Tuve la buena suerte de conocer Roma y la mala suerte de haber sido muy chica como para apreciarlo. La vida te da revancha cuando a determinada edad conocés a Fellini y, a partir de él, conocí otra Roma. Il maestro me enseñó la base para amar el cine italiano: conocer su nostalgia y conocer su irreverencia. Esta película es una maravillosa muestra de ambas.
Gep es un hombre que se puede considerar afortunado. Tiene su reputación, sus amigos, su trabajo, sus risas y su Roma. Para sellar esto, hasta su terraza espectacular, tiene vista al Coliseo. Será en este caleldoscopio en donde veremos su búsqueda por empezar a escribir su segunda novela que jamás llegó, amén del éxito de la primera. Y es que Gep, entrado en años o no, está perdido y con esto, sin palabras.

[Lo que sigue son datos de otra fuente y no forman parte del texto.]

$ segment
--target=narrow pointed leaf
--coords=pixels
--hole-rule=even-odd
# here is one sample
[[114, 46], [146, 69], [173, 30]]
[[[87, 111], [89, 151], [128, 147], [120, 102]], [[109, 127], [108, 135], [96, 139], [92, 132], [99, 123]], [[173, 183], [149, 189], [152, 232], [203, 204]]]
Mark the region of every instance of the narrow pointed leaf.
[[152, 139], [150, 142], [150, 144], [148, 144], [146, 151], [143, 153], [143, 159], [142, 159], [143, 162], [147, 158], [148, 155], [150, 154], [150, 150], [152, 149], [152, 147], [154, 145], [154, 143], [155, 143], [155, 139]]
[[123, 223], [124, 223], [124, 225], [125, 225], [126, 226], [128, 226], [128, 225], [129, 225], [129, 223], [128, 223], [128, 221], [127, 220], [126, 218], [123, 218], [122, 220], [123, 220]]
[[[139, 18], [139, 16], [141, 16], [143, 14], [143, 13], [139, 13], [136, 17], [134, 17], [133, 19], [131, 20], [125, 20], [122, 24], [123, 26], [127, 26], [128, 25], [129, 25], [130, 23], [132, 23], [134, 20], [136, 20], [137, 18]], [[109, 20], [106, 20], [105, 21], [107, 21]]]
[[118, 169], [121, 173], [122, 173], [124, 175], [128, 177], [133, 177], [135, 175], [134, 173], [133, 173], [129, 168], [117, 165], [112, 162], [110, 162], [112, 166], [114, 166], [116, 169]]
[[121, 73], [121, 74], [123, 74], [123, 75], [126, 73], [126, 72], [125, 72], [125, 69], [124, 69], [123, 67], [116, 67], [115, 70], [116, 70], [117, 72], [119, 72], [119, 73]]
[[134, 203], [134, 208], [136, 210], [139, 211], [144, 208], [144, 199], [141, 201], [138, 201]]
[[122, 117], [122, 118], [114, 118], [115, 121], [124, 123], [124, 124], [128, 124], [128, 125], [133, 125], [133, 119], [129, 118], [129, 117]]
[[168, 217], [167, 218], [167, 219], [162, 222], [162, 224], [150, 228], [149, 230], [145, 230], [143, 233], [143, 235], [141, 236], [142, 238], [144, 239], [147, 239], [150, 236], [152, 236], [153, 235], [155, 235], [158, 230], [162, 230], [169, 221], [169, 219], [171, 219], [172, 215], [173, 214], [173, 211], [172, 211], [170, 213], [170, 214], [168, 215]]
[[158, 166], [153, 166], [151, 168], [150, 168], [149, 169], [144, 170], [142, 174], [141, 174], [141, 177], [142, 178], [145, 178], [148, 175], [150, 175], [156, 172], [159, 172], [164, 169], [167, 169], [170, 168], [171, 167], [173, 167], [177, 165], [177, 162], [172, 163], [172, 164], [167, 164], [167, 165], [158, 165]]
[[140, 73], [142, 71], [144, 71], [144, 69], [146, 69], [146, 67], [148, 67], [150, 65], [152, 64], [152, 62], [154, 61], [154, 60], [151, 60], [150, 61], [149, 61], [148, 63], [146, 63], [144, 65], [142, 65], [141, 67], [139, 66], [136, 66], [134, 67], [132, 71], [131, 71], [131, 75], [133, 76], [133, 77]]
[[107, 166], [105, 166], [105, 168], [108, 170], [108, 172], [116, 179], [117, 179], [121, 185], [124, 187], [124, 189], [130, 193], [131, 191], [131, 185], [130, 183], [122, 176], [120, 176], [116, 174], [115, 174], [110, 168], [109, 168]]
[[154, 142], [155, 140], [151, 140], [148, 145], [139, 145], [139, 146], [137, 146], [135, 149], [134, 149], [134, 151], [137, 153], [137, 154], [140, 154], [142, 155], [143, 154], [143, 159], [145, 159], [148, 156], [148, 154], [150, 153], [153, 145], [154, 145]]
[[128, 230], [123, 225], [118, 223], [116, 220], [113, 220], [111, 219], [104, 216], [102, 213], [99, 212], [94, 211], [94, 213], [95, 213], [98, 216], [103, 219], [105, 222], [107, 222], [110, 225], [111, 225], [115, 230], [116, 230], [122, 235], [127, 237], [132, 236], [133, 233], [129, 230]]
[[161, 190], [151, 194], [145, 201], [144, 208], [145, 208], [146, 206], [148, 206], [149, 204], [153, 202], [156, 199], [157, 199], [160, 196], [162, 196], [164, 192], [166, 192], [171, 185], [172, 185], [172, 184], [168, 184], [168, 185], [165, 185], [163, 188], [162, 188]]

Bien al estilo del cine italiano que disfruto, va paseando por diferentes episodios e intentando hacer memoria, pero todo lo que ve le parece tener fecha de caducidad, y aquello que era dulce, ya hace tiempo tiene otro sabor. Preguntas que antes nunca se hizo, empiezan a aparecer y con esto nuestras imágenes pasan de lúdicas a absurdas.
A medida que giramos el juguete óptico, conocemos desde los geniales rituales de baile, menciones hasta a Pirandello, el arte, la Ópera, los monumentos romanos que están cerrados al resto del universo, magos, bailarinas de streaptease, discusiones políticas y éticas, porque Roma contiene esa fauna y él, persiguiéndolas, se convirtió en lo que siempre quiso: el rey de los mundanos. El más ordinario de todos los hombres.

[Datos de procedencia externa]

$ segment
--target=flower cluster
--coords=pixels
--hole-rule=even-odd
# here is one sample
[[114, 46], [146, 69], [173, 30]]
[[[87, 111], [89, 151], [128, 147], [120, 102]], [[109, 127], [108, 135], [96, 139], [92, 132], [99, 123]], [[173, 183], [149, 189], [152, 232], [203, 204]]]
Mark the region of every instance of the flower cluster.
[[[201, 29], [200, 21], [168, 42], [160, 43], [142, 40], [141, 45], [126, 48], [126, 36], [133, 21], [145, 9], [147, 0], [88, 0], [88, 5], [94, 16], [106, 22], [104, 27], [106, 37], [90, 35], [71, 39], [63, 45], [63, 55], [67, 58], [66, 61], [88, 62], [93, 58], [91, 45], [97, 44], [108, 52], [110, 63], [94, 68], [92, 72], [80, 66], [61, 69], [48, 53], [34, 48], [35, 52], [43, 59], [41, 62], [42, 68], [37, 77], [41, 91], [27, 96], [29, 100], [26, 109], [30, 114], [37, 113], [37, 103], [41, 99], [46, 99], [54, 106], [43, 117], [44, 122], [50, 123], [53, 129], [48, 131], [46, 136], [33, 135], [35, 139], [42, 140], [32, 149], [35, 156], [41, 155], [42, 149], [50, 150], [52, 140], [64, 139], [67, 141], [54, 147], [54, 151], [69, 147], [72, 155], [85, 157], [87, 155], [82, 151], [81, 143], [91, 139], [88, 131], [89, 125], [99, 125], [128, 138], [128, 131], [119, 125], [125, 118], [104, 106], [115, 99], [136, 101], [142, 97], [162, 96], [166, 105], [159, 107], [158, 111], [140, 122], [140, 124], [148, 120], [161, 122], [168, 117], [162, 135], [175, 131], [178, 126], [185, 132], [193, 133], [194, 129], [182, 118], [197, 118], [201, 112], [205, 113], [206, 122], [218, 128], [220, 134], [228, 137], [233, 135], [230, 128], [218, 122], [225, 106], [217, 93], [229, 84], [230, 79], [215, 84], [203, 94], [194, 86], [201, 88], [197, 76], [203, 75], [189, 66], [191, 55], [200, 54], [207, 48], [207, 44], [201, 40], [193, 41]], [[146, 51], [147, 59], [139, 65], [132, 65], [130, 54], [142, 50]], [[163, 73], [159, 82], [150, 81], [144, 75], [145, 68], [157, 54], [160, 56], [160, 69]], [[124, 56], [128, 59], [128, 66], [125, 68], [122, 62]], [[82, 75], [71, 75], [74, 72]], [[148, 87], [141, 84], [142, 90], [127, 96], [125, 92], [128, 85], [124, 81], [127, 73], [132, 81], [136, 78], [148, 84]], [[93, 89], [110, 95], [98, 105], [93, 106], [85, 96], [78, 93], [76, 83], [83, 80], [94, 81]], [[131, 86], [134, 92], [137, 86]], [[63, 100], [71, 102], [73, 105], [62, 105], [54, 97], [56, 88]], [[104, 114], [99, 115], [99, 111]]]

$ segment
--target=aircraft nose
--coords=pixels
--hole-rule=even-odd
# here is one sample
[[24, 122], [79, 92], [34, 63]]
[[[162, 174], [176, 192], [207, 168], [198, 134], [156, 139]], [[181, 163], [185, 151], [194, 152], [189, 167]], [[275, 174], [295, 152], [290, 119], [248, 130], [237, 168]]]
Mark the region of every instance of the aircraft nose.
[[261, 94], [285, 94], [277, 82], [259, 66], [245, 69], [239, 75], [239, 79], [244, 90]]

Mientras logra lo que sólo este tipo de historias puede lograr, al espectador se le mezclan las lágrimas y las risas mientras pasan los minutos. Maravillosamente filmada, tenemos cámaras y planos aberrantes donde el eje deja de ser real. Es un viaje a lo más profundo del ser de Gep y, con esto, vienen techos de mar, vienen jirafas que desaparecen y hasta un delirio místico porque un italiano no es tal sin un poco de gusto católico. Y los rituales visten lo poco de vida que hay. Una fotografía acorde para mostrar ese mundo.

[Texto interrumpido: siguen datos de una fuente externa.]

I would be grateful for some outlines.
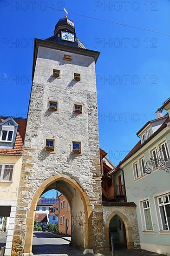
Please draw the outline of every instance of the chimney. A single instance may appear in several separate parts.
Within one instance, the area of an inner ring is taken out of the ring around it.
[[[159,109],[159,108],[157,108],[157,110],[156,112],[157,115],[157,118],[160,118],[160,117],[163,116],[163,110],[161,110],[160,109]]]

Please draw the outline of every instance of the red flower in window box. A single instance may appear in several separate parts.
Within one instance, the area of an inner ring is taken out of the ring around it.
[[[74,80],[76,81],[80,81],[80,76],[79,75],[75,75],[74,76]]]
[[[81,150],[79,148],[75,148],[72,149],[72,154],[81,154]]]
[[[49,107],[49,109],[50,111],[56,111],[57,107],[55,107],[55,106],[51,106]]]
[[[44,148],[46,150],[46,151],[49,151],[51,152],[54,150],[54,147],[51,146],[46,146],[46,147],[45,147]]]
[[[82,109],[74,109],[74,112],[77,113],[77,114],[82,114]]]

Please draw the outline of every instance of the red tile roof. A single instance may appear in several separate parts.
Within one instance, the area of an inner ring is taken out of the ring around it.
[[[37,222],[48,222],[47,217],[46,213],[36,213],[35,219]]]
[[[140,148],[142,148],[144,146],[146,145],[148,141],[154,138],[157,134],[158,134],[160,132],[161,132],[164,128],[166,127],[167,123],[170,121],[170,117],[168,115],[165,115],[164,116],[166,117],[166,120],[163,122],[162,125],[159,127],[159,128],[150,137],[148,138],[144,143],[141,143],[141,141],[140,140],[137,144],[130,151],[130,152],[118,164],[118,166],[116,167],[115,171],[116,171],[118,169],[120,165],[125,162],[127,159],[130,158],[131,156],[133,155],[135,153],[136,153]]]
[[[1,120],[3,121],[7,118],[7,117],[1,117]],[[22,155],[27,120],[25,118],[15,118],[14,117],[12,117],[12,118],[18,124],[14,146],[13,148],[0,148],[0,155]]]

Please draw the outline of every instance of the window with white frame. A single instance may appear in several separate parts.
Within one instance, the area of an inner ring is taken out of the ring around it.
[[[167,161],[170,159],[170,153],[166,141],[164,141],[159,145],[159,154],[161,158]]]
[[[170,230],[170,193],[157,197],[158,216],[160,230]]]
[[[149,200],[141,202],[142,217],[144,231],[153,230]]]
[[[0,141],[2,142],[11,142],[13,141],[14,126],[3,126]]]
[[[157,151],[157,148],[156,148],[152,149],[152,150],[150,152],[150,155],[151,155],[151,158],[153,160],[154,160],[156,167],[157,167],[158,166],[158,162],[157,160],[157,158],[158,158]],[[154,168],[154,167],[153,167],[153,168]]]
[[[139,170],[138,167],[137,162],[136,162],[133,164],[133,171],[134,173],[135,179],[136,180],[140,176]]]
[[[150,137],[150,136],[151,136],[151,130],[150,130],[150,129],[149,129],[149,130],[148,130],[146,131],[146,133],[147,133],[147,137],[149,138],[149,137]]]
[[[139,159],[139,165],[140,165],[140,169],[141,170],[142,175],[144,175],[145,173],[144,170],[144,168],[145,166],[145,162],[144,160],[144,158],[143,157]]]
[[[144,141],[146,141],[146,135],[145,133],[144,133],[142,135],[142,140],[143,140],[143,142],[144,142]]]
[[[0,164],[0,181],[11,182],[13,178],[13,164]]]

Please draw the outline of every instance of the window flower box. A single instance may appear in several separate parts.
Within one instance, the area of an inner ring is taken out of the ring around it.
[[[46,150],[46,151],[48,151],[48,152],[52,152],[54,150],[54,148],[53,147],[51,147],[50,146],[46,146],[44,147],[44,149]]]
[[[54,70],[53,71],[53,76],[54,76],[55,77],[59,77],[59,71],[58,70]]]
[[[71,61],[72,60],[72,57],[70,55],[64,55],[63,60],[64,61]]]
[[[82,109],[75,109],[74,110],[74,112],[77,114],[82,114]]]
[[[74,76],[74,80],[75,81],[80,81],[80,76],[79,75],[75,75]]]
[[[75,149],[72,149],[72,154],[81,154],[81,150],[79,148],[75,148]]]
[[[51,106],[49,107],[49,110],[50,111],[57,111],[57,107],[55,106]]]

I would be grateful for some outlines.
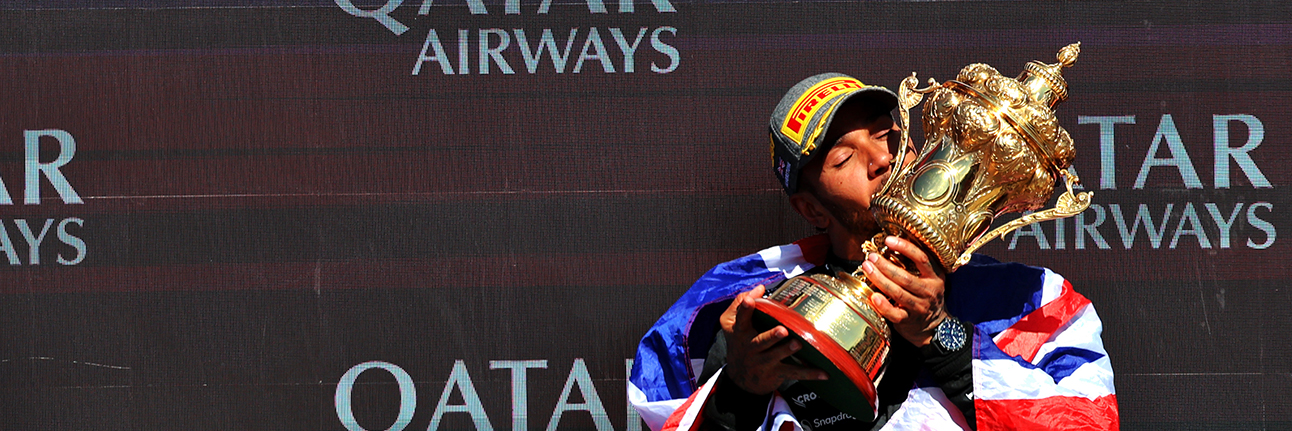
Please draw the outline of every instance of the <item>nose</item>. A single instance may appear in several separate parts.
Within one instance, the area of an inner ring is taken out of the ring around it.
[[[871,178],[879,178],[889,173],[893,166],[893,154],[889,152],[888,145],[875,145],[871,146],[871,165],[870,175]]]

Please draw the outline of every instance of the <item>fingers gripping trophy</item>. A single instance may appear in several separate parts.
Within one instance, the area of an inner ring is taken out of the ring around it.
[[[1067,99],[1062,71],[1076,62],[1079,46],[1061,49],[1057,63],[1027,63],[1018,77],[974,63],[942,84],[930,79],[928,86],[917,88],[915,74],[903,80],[898,89],[902,146],[894,164],[899,168],[871,201],[881,232],[862,248],[915,274],[912,262],[884,245],[885,236],[899,236],[919,244],[951,272],[992,239],[1089,206],[1090,192],[1072,191],[1079,179],[1067,168],[1075,148],[1054,117],[1054,107]],[[925,142],[907,163],[910,110],[925,97]],[[990,230],[1003,214],[1044,206],[1059,181],[1066,191],[1054,208]],[[888,323],[867,302],[875,292],[864,274],[839,271],[796,276],[755,301],[758,326],[784,325],[804,341],[804,350],[789,360],[829,374],[826,381],[801,383],[866,421],[877,413],[875,387],[884,378],[891,337]]]

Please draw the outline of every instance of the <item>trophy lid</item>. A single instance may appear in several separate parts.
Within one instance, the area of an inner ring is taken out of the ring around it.
[[[1018,81],[1023,84],[1032,101],[1053,108],[1067,99],[1067,81],[1063,80],[1063,68],[1072,67],[1080,53],[1081,43],[1075,43],[1058,50],[1058,54],[1054,55],[1058,63],[1028,62],[1023,66]]]

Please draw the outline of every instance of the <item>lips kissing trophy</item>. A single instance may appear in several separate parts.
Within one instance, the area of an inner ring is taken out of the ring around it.
[[[1072,138],[1058,125],[1054,106],[1067,99],[1062,70],[1076,62],[1080,44],[1067,45],[1058,63],[1030,62],[1017,77],[982,63],[965,66],[955,80],[917,89],[911,74],[898,90],[902,146],[894,173],[871,200],[881,232],[863,244],[870,253],[915,272],[884,245],[899,236],[920,245],[947,272],[969,262],[985,243],[1026,225],[1071,217],[1090,205],[1090,192],[1074,194]],[[925,95],[925,143],[912,163],[910,110]],[[1056,206],[1022,216],[988,231],[1006,213],[1040,209],[1062,179]],[[891,332],[868,303],[873,292],[860,272],[800,275],[755,301],[761,329],[784,325],[802,339],[791,356],[826,370],[826,381],[804,381],[826,401],[859,419],[877,413],[876,385],[884,377]]]

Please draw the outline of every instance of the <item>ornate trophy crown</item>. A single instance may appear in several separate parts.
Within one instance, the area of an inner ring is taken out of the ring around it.
[[[897,154],[902,168],[871,200],[882,232],[862,249],[907,265],[884,245],[885,236],[902,236],[937,256],[942,268],[955,271],[994,237],[1089,206],[1090,192],[1072,192],[1078,181],[1067,172],[1075,156],[1072,137],[1053,111],[1067,98],[1063,68],[1076,62],[1078,53],[1079,44],[1067,45],[1059,50],[1058,63],[1027,63],[1017,79],[974,63],[941,85],[929,80],[928,88],[917,89],[915,74],[903,80],[898,92],[902,147]],[[924,105],[925,143],[907,164],[910,110],[925,94],[932,94]],[[1001,214],[1041,208],[1059,178],[1067,191],[1054,208],[987,231]],[[755,299],[756,328],[784,325],[805,342],[791,359],[829,374],[829,379],[802,385],[864,421],[879,412],[876,385],[884,377],[891,337],[888,323],[870,306],[875,292],[864,274],[836,271],[795,276]]]
[[[955,80],[916,89],[911,74],[898,90],[903,150],[910,145],[910,108],[924,105],[925,143],[915,163],[889,178],[871,210],[881,235],[910,235],[953,271],[991,239],[1040,221],[1080,213],[1090,192],[1076,195],[1067,172],[1076,154],[1058,125],[1054,106],[1067,99],[1063,68],[1080,43],[1063,46],[1058,63],[1030,62],[1017,77],[973,63]],[[1056,208],[1025,216],[987,234],[996,217],[1041,208],[1063,178],[1067,192]],[[987,234],[987,235],[985,235]]]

En el papel principal está Toni Servillo, quien trabaja por tercera vez bajo las órdenes de Paolo Sorrentino. Y la química salta a la vista sin problemas. Toni habla a la cámara sin abrir la boca y su sonrisa cómplice nos invita a sonreír por más que haya preguntas sin respuestas. Pero todos los aplausos son para Sorrentino, quien nos lleva a este maravilloso viaje sin tapujos y el espectador se entrega a esta persecución por encontrarse que tiene algo de circular y críptico.
La irreverencia prima cuando el drama es pesado y una mala leche importante para ponernos a jugar con la lógica. Porque si la memoria es subjetiva, no hay nada que la ate a la realidad. Llega un punto en el que si me preguntan de qué se trata, diría que “de todo y de nada”.
Si Fellini inmortalizó Roma, Paolo quiere habitarla. Y yo, compro el pasaje.